The end of the semester is fast approaching, and I want to recommend an excellent read for this summer. The book is called The Code Breaker, by Walter Isaacson, a historian from Tulane University who has written biographies of Leonardo Da Vinci, Steve Jobs, Albert Einstein, and Henry Kissinger. I like his writing because he is always so interesting and explains complex concepts in a way that’s easy to understand. The Code Breaker follows the life and work of Professor Jennifer Doudna, best known for her discovery of a gene-editing technology that provided a pathway for the COVID vaccine. This is a fascinating story, so I am sure the local library has it in store.

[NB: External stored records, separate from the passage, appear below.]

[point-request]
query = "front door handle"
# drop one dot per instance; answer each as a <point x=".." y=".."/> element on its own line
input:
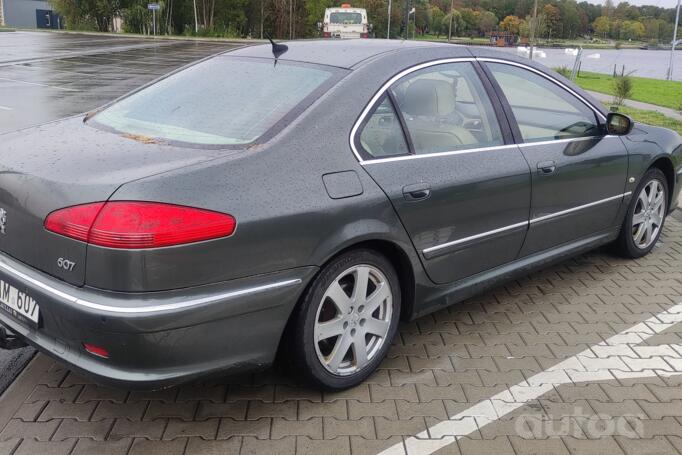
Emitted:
<point x="546" y="167"/>
<point x="417" y="192"/>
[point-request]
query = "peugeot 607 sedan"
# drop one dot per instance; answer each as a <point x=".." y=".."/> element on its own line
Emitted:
<point x="301" y="199"/>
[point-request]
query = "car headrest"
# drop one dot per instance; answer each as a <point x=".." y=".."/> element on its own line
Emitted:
<point x="429" y="97"/>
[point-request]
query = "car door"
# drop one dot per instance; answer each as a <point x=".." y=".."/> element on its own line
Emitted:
<point x="434" y="142"/>
<point x="579" y="172"/>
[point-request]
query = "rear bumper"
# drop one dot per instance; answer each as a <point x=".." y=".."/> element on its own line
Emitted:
<point x="162" y="338"/>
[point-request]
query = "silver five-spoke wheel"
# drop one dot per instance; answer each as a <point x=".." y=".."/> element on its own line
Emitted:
<point x="649" y="214"/>
<point x="353" y="319"/>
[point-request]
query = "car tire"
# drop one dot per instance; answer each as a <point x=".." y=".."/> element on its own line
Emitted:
<point x="357" y="322"/>
<point x="644" y="214"/>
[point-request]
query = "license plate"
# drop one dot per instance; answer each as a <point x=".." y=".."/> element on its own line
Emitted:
<point x="18" y="303"/>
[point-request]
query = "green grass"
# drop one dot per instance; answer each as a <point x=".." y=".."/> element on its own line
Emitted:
<point x="654" y="91"/>
<point x="652" y="118"/>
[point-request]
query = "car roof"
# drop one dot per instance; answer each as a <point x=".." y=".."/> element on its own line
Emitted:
<point x="347" y="53"/>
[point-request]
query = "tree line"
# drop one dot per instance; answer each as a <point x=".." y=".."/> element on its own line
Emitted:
<point x="287" y="19"/>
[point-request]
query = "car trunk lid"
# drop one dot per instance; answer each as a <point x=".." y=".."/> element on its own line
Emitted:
<point x="67" y="163"/>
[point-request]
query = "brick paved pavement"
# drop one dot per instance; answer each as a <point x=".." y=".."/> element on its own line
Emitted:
<point x="584" y="357"/>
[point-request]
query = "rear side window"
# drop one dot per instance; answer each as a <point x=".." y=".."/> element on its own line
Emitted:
<point x="543" y="110"/>
<point x="382" y="135"/>
<point x="222" y="101"/>
<point x="446" y="108"/>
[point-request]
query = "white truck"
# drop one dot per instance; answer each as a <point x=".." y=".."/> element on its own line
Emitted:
<point x="345" y="22"/>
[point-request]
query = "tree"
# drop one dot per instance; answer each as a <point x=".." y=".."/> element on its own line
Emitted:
<point x="510" y="24"/>
<point x="632" y="30"/>
<point x="97" y="14"/>
<point x="602" y="26"/>
<point x="471" y="20"/>
<point x="458" y="24"/>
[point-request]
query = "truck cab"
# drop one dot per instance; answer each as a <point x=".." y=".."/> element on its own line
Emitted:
<point x="345" y="22"/>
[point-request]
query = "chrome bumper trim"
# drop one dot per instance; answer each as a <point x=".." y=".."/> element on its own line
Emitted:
<point x="146" y="309"/>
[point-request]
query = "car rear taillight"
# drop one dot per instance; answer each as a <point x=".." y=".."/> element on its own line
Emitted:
<point x="136" y="225"/>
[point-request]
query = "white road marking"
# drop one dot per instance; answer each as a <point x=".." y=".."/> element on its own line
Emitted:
<point x="583" y="367"/>
<point x="38" y="84"/>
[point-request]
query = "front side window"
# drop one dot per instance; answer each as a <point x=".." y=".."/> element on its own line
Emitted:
<point x="221" y="101"/>
<point x="446" y="108"/>
<point x="543" y="110"/>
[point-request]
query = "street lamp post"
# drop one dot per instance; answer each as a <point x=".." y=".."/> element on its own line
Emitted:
<point x="533" y="28"/>
<point x="196" y="21"/>
<point x="672" y="49"/>
<point x="407" y="19"/>
<point x="452" y="13"/>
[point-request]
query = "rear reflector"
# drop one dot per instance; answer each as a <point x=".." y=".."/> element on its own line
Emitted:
<point x="136" y="225"/>
<point x="96" y="350"/>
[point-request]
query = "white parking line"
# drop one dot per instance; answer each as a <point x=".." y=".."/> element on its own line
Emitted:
<point x="39" y="84"/>
<point x="583" y="367"/>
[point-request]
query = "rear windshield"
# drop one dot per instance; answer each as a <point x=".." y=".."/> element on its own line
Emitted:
<point x="345" y="18"/>
<point x="221" y="101"/>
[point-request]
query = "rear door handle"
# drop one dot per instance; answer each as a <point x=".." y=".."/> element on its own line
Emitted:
<point x="546" y="168"/>
<point x="417" y="192"/>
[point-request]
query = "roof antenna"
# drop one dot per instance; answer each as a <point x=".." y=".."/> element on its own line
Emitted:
<point x="277" y="49"/>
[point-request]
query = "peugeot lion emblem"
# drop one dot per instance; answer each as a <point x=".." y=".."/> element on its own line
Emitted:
<point x="3" y="220"/>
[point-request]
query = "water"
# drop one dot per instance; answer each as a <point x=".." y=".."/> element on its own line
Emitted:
<point x="644" y="63"/>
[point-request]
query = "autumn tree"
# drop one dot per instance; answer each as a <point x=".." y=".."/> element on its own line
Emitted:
<point x="510" y="24"/>
<point x="552" y="19"/>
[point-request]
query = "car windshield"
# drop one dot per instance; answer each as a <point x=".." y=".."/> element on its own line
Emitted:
<point x="221" y="101"/>
<point x="345" y="18"/>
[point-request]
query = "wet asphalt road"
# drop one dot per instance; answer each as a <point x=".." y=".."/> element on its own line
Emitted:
<point x="46" y="76"/>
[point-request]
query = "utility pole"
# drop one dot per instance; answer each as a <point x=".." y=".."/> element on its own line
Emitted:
<point x="533" y="27"/>
<point x="388" y="28"/>
<point x="261" y="19"/>
<point x="452" y="13"/>
<point x="291" y="19"/>
<point x="672" y="49"/>
<point x="407" y="19"/>
<point x="196" y="21"/>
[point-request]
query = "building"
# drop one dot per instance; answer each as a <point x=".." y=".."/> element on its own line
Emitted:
<point x="30" y="14"/>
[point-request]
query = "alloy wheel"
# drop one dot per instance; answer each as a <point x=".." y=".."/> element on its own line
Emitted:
<point x="649" y="213"/>
<point x="353" y="319"/>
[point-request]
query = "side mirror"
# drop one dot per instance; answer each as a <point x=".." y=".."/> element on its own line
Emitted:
<point x="618" y="124"/>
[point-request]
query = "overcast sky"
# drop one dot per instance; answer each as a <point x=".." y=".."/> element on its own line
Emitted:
<point x="661" y="3"/>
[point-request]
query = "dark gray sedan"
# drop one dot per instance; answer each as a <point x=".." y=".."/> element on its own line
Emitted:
<point x="301" y="199"/>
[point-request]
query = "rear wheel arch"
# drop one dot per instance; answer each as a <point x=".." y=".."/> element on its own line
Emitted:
<point x="398" y="258"/>
<point x="665" y="164"/>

Reading about Professor Doudna’s accomplishments reminded me that one of our basic human attributes is curiosity. Most of the breakthrough discoveries and remarkable inventions throughout history are the result of curiosity, from using flint to start a fire to the biotech revolution that is at the core of solving the COVID pandemic through the vaccines that Pfizer, Moderna, and other companies have developed. These are the first vaccines ever to be activated by what is called the “messenger RNA molecule (mRNA),” which is a “brother” to DNA. DNA contains genetic information, and RNA serves to transmit the genetic code. These recent discoveries came about because of the curiosity of many scientists, including Professor Doudna at the University of California at Berkeley. Professor Doudna was curious about the RNA molecule, and in 1996, she was the first scientist to uncover the basic structure and function of RNA. In 2012, Professor Doudna and others developed the technology known as CRISPR, which makes it possible to edit human genes and helps us become less vulnerable to pandemics, cancer, Alzheimer’s, and other diseases.
It was the curiosity of Dr. Doudna and her team that allowed the scientific community to find a path to the vaccine. She was not looking to create COVID vaccines when she started studying RNA while doing her doctoral degree at Harvard in 1989—that would come many years later, by other researchers--she only was curious as to what the RNA molecule did. In March of 2020, with the pandemic spreading fast, she and her team start exploring how the CRISPR technology already at hand could detect and destroy the coronavirus. This allowed pharmaceutical companies to produce vaccines for COVID in record time. In the numerous interviews she has given, she credits curiosity with leading her to study more deeply the structure of the RNA molecule. And her curiosity paid off. In 2020, she and another female French scientist from Humboldt University in Germany, Dr. Emmanuelle Charpentier, won the Nobel Prize for their collaborative work with CRISPR. This gene editing technology will likely change the world in the next few decades.
Albert Einstein put it best when he said, “Curiosity has its own reason for existing. The important thing is not to stop questioning.” True, we may never win Nobel Prizes or make discoveries that will change the world--although one never knows! However, our sense of curiosity gives us the chance to design new opportunities, of all kinds, that will benefit not only ourselves but the work we do in our field or office and the communities where we live. So, here I say to you, quoting Dr. Duodna’s words, “Go for your biggest and most exciting ideas, and don’t let anyone tell you that it won’t work.” Have fun this summer!